The fundamental structure of 8 trigrams can not only be extended
to 8x8 = 2^6 = 64 hexagrams,
but also to 24-grams, of which there are 8^8 = 2^24 = 16,777,216.
24-grams are directly related to Golay codes and the Leech lattice.

In that connection,
the hexacode H6 is related to Golay codes and the Leech lattice.
The hexacode H6 can be used to construct
quantum-error-correcting codes that are based on GF(4),
and
an RNA code is based on 4 nucleotides UGAC, taken 3 at a time.
Katya Walter has shown that
the I Ching representation of the DNA genetic code
can be transformed in a natural way to
an I Ching representation of the RNA genetic code.

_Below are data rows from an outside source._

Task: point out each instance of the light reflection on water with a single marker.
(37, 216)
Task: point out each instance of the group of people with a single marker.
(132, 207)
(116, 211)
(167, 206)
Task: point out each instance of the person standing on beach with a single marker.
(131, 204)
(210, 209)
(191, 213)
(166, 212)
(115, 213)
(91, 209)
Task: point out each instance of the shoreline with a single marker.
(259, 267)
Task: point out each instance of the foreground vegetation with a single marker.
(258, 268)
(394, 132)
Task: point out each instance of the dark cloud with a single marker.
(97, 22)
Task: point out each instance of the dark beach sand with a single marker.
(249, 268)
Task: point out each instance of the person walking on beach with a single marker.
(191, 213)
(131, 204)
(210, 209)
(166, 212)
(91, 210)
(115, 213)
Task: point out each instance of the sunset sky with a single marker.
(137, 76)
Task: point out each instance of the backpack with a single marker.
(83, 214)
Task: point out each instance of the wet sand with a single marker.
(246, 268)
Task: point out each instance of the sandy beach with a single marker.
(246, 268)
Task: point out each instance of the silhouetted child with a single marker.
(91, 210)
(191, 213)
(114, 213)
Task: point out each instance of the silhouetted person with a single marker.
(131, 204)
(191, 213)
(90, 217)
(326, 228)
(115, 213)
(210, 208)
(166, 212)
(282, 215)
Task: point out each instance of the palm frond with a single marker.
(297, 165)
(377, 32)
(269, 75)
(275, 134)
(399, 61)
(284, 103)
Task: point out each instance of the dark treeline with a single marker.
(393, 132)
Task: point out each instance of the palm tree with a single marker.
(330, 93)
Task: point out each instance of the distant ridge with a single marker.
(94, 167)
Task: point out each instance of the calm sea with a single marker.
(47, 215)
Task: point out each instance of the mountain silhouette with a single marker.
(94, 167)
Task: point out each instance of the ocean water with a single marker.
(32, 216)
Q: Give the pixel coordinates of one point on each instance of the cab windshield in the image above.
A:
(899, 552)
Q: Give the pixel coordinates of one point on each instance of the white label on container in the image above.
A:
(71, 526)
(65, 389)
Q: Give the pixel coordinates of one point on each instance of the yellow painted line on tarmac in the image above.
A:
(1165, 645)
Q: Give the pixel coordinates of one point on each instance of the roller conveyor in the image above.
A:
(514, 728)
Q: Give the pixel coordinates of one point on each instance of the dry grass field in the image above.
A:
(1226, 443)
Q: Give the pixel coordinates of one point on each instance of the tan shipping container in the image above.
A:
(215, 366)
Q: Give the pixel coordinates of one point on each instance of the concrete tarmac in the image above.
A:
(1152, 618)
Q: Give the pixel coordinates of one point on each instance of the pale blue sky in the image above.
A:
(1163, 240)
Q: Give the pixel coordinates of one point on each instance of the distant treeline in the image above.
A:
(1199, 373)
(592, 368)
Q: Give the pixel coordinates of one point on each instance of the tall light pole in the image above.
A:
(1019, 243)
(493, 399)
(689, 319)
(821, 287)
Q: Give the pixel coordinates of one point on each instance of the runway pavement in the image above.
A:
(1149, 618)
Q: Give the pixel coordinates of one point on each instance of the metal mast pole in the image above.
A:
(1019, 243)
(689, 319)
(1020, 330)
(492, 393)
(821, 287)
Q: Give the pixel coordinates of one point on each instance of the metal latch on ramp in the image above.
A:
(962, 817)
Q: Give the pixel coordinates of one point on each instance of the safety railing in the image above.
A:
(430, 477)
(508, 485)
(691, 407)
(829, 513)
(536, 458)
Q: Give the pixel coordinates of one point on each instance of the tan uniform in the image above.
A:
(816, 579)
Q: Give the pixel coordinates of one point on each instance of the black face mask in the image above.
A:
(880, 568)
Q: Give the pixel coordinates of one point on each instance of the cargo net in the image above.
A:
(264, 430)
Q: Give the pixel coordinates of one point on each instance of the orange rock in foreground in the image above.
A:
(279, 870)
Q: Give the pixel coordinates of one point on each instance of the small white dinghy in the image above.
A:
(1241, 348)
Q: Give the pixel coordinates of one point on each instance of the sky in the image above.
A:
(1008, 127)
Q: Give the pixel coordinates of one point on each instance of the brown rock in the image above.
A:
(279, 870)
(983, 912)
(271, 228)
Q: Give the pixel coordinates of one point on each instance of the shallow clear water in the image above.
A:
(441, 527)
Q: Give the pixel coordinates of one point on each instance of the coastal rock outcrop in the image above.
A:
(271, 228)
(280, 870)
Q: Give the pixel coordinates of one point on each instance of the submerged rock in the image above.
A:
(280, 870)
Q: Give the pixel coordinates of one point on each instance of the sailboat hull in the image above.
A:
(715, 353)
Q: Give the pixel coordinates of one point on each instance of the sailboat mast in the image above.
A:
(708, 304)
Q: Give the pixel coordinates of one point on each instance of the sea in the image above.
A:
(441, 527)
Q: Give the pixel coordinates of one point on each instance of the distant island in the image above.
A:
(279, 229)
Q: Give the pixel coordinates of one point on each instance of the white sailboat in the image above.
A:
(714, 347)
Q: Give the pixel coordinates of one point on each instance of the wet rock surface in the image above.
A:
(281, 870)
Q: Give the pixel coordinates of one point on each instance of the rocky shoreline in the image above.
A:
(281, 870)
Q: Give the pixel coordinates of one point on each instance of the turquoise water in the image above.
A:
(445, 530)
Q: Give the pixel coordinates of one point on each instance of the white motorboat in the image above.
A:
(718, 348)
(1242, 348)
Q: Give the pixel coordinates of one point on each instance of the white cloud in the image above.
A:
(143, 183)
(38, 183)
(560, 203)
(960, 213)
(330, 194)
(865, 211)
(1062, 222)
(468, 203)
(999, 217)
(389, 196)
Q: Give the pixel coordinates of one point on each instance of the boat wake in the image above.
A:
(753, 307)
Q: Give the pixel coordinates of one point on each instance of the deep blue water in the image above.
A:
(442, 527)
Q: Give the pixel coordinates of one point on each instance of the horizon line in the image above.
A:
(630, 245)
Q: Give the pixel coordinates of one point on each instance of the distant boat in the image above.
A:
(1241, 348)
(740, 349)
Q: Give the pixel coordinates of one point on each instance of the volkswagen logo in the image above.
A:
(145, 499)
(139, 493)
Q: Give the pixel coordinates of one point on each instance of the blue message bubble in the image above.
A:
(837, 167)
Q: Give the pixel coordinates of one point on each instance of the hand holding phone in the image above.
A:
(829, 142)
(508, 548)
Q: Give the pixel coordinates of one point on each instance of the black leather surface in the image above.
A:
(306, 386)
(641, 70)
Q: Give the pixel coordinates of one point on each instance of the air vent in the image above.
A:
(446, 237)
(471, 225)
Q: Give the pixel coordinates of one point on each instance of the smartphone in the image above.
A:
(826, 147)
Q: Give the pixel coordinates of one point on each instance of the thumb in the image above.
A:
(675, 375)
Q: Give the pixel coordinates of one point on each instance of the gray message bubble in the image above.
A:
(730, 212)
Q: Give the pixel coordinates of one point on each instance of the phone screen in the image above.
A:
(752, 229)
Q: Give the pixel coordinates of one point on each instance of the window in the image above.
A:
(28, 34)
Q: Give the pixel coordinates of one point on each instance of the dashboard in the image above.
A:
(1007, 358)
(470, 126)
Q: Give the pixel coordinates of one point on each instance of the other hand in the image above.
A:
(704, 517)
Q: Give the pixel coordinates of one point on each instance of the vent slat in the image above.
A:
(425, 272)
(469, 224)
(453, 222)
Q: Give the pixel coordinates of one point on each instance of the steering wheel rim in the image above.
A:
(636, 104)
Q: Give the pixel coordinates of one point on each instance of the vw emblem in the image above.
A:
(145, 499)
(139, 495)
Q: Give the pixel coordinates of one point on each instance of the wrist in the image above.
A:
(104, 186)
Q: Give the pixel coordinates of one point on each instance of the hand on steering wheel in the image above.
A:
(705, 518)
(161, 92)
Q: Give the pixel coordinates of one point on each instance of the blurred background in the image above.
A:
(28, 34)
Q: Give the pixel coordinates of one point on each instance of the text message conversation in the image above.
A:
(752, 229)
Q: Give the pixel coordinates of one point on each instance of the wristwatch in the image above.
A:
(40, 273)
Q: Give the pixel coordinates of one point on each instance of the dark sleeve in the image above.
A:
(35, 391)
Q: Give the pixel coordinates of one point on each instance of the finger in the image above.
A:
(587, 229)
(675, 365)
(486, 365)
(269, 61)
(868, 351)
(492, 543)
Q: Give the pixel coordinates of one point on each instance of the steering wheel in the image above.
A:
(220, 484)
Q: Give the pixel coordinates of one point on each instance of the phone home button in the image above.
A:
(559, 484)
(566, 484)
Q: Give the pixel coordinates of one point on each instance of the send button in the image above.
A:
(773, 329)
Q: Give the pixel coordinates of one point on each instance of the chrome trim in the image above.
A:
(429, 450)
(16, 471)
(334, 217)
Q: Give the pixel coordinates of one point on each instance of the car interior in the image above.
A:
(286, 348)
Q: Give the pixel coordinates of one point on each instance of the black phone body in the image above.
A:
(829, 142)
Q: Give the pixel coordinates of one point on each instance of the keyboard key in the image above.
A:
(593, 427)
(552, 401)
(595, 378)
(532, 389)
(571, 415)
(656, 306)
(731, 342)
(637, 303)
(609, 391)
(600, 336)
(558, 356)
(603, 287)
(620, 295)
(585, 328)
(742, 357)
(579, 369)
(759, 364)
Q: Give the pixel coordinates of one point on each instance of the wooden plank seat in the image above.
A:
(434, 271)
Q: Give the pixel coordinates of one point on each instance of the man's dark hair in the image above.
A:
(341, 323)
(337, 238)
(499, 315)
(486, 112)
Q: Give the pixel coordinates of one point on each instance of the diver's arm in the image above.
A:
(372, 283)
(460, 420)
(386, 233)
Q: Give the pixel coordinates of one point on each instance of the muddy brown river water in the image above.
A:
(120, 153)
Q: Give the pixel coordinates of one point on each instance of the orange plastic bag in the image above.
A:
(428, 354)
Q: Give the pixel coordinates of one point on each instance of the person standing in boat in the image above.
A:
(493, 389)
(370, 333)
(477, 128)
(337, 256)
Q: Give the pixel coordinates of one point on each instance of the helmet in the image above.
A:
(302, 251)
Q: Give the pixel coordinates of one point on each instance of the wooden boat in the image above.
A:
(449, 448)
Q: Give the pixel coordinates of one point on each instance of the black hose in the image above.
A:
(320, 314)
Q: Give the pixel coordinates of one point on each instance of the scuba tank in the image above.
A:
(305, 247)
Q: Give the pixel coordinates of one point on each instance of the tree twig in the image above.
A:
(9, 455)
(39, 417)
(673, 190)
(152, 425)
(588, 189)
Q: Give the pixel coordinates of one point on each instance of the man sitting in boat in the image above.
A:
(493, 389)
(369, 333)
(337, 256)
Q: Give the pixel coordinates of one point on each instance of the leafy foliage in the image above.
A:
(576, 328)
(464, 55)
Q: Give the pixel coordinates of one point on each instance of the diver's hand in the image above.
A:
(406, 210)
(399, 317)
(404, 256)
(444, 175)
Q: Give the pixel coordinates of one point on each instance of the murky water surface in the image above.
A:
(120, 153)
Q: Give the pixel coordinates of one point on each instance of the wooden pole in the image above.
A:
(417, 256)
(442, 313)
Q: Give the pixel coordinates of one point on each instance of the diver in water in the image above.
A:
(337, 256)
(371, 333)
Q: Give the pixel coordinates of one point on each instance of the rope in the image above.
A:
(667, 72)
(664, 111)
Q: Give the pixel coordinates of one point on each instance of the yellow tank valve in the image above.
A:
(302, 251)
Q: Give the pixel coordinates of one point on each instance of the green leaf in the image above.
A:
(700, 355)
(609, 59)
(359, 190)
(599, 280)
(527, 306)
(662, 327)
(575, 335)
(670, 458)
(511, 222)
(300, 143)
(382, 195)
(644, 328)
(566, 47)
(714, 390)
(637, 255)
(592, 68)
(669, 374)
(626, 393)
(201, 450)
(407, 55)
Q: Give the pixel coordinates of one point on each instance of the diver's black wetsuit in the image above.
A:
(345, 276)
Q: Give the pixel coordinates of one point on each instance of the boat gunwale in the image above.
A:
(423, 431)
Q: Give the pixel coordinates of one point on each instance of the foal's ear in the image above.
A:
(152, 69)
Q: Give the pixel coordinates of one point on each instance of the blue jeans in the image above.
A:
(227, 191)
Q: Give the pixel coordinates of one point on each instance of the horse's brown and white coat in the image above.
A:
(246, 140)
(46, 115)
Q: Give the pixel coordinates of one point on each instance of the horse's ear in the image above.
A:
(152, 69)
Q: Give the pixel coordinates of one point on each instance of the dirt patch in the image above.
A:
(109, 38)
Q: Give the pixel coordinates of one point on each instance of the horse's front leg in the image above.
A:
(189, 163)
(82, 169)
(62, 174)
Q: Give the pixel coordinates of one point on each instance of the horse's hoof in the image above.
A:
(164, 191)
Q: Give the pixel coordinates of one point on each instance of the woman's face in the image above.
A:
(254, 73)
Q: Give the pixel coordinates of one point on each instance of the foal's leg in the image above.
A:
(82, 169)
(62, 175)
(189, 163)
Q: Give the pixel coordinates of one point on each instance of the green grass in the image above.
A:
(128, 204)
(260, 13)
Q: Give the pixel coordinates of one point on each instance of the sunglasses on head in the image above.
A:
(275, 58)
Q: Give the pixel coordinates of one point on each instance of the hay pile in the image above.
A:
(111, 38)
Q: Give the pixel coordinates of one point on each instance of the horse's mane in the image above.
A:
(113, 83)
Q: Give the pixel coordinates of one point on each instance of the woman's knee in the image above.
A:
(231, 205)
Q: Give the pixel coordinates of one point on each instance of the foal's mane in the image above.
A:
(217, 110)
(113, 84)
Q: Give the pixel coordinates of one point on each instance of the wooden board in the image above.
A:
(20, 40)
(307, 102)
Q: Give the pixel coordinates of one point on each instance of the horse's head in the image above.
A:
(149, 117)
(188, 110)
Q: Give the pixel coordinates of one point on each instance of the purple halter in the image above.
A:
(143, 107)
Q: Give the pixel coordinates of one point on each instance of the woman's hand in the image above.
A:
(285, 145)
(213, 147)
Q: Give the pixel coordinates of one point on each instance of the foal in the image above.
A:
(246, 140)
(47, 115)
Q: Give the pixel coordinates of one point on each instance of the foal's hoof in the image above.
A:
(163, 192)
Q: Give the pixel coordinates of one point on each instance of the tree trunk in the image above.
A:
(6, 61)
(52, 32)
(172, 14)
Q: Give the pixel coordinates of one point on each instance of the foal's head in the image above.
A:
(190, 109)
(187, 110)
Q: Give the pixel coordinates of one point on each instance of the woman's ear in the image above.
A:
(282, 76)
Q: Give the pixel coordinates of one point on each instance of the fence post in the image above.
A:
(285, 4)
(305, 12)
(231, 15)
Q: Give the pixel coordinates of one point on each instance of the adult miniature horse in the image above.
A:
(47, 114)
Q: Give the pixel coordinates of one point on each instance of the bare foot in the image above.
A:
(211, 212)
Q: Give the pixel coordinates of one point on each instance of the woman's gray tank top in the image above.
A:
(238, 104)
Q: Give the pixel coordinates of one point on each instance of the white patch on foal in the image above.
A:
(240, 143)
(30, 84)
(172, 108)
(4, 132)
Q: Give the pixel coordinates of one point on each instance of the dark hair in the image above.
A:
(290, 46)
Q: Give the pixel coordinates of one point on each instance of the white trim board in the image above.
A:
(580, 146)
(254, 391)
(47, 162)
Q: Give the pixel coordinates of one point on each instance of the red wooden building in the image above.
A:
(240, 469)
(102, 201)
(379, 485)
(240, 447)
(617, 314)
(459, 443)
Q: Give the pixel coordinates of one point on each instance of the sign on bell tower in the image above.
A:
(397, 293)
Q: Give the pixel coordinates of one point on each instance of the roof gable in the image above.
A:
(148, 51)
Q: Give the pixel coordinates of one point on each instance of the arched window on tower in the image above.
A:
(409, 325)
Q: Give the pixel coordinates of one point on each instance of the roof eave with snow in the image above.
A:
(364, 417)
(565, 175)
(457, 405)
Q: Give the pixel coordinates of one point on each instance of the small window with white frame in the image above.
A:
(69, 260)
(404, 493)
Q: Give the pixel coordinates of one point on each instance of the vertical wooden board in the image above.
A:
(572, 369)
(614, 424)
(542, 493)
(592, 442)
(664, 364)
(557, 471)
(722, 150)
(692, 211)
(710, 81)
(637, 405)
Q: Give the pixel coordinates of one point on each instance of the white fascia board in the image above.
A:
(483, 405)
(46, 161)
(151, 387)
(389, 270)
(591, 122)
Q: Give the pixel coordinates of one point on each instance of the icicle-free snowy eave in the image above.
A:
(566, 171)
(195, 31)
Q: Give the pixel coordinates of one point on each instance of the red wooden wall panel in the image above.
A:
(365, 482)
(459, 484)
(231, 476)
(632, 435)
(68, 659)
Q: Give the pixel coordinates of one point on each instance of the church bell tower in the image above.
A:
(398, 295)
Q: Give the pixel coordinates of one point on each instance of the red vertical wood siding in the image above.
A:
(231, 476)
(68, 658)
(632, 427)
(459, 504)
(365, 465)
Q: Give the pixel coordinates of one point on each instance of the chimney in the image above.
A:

The same fundamental structure is also shared
by Penrose tilings and musical sequences.

Further,
you can represent genetic information by
DNA sequence music (215k wav).

Katya Walter has shown that the representation of the DNA code
by Fu Xi's Ho Tu arrangement of the I Ching is not superficial.
The 55 points of the Ho Tu diagram can be divided into
27 SouthEast points and 28 NorthWest points,
if the central point is put into the NorthWest part.

The G-C base pair has 15 ring atoms and 12 other atoms,
just as the SouthEast part has 15 even points and 12 odd points.

The T-A base pair has 15 ring atoms and 13 other atoms,
just as the NouthWest part has 15 even points and 13 odd points.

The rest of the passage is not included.